En seguida, varios de mis compañeros, levantaron la mano, con la convicción de tener en su mente la respuesta correcta.
- Un seis!
- No.
- Un número!
- No.
- Un digito!
- No.
- Una cifra!
-No.
- Un guarismo!
-No
Despertó tal curiosidad en nosotros, que todos y cada uno de los cuarenta niños presentes en la sala levantamos la mano tratando de encontrar la respuesta ante un enigma que parecía tan sencillo como imposible.

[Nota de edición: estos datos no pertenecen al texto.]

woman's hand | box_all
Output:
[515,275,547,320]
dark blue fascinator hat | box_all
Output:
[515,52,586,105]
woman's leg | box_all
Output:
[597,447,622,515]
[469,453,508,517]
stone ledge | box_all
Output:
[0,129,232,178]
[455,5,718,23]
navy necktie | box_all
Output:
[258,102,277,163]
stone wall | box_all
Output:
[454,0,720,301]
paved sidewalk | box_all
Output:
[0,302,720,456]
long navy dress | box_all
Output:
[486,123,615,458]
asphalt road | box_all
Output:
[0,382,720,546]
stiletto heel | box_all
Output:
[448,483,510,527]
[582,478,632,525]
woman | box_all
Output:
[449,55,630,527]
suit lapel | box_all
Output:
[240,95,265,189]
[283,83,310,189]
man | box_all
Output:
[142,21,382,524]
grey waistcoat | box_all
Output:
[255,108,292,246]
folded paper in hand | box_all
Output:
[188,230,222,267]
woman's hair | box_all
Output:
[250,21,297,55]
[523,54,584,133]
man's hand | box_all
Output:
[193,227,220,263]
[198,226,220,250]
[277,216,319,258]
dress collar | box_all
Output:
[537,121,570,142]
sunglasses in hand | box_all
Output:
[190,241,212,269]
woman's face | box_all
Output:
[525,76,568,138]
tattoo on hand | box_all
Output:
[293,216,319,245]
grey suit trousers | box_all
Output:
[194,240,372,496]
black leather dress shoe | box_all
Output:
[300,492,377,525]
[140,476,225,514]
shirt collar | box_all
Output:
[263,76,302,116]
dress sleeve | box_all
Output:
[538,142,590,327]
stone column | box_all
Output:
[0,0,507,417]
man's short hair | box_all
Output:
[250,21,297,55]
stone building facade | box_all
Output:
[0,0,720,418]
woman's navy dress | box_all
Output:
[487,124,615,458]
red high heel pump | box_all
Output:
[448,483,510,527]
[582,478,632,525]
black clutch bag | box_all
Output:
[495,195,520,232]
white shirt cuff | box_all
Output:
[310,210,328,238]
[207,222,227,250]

Después de múltiples intentos, y viendo que nuestro entusiasmo estaba decayendo, comenzó a trazar otros números, y después otros trazos sin significado. Y volvió a preguntarnos.
-¿Qué es esto?
Tras varios intentos, alguien dijo.
-¿garabatos?
- Sí! - dijo señalando sus trazados en la pizarra - Es un garabato! Esto y esto, y esto también. Son todos garabatos. No es que sea un número que por sí mismo signifique seis, o siete, o nueve. Sino que los humanos nos hemos puesto de acuerdo, hemos llegado a la convención de que ese garabato significa seis. Lo mismo sucede con los otros números, con las palabras o con otros signos y símbolos. Son convenciones. Los humanos se han puesto de acuerdo para que tengan un significado determinado.
Aquello me voló la cabeza. Hoy lo miro en perspectiva y sin duda fue un concepto umbral. Gracias a esa distinción fundamental, muchos años después, pasada la universidad pude entender otras palabras como "paradigma", "epistemología", "construcción social", que hoy uso con frecuencia en mi trabajo.
Don Alberto era un profesor de mediana edad, posiblemente en torno a los cincuenta años. De piel morena, ojos algo saltones, robusto, con visible sobrepeso, las manos grandes. Le gustaba fumar puros. Era habitual en aquel tiempo verlo fumar caminando con sus colegas en el patio, mientras hacían sus turnos de vigilancia, antes de que el Padre Ángel Castro tocara el silbato para señalar el fin del recreo. Solía vestir con pantalón de pana, con chalecos de rombos, camisas oscuras, generalmente con los primeros dos botones de la camisa desabrochados.
Se diferenciaba del resto porque hacía las clases enteramente participativas. Abría espacios de diálogo genuino. nos alentaba a levantar la mano, a debatir, a expresar nuestra opinión, a discrepar y a desarrollar nuestro pensamiento crítico. Al final de aquel año, en el desfile de disfraces del mes de mayo, nuestra clase decidió disfrazarse de chinos. Preparamos un dragón chino y ganamos el concurso de aquel año. El premio fue un día de excursión a visitar el Museo Etnográfico de Artziniega.
Lo recuerdo como un profesor con una paciencia enorme, aunque también en algunas pocas ocasiones llegamos a conocer los límites de su paciencia. De él recuerdo haber escuchado por primera vez la frase "La paciencia tiene un límite". Fue después de pegar un manotazo a un compañero. Recuerdo que le dijo "Me ha dolido a mí más que a ti". Fue la primera vez que vi a un hombre adulto, grande como el solo, reconocer su error y disculparse ante un niño.
Posiblemente, no era un profesor perfecto, como no hay humanos perfectos. Pero era un profesor muy humano. Lo recuerdo con gran cariño y gratitud. Y sin duda, para mi, fue alguien que me mostró que es posible enseñar de manera entretenida, participativa e inspiradora, un sello que busco imprimir en cada una de las sesiones de aprendizaje que facilito en mis clases y talleres.
Allá donde estés, muchas gracias, Don Alberto.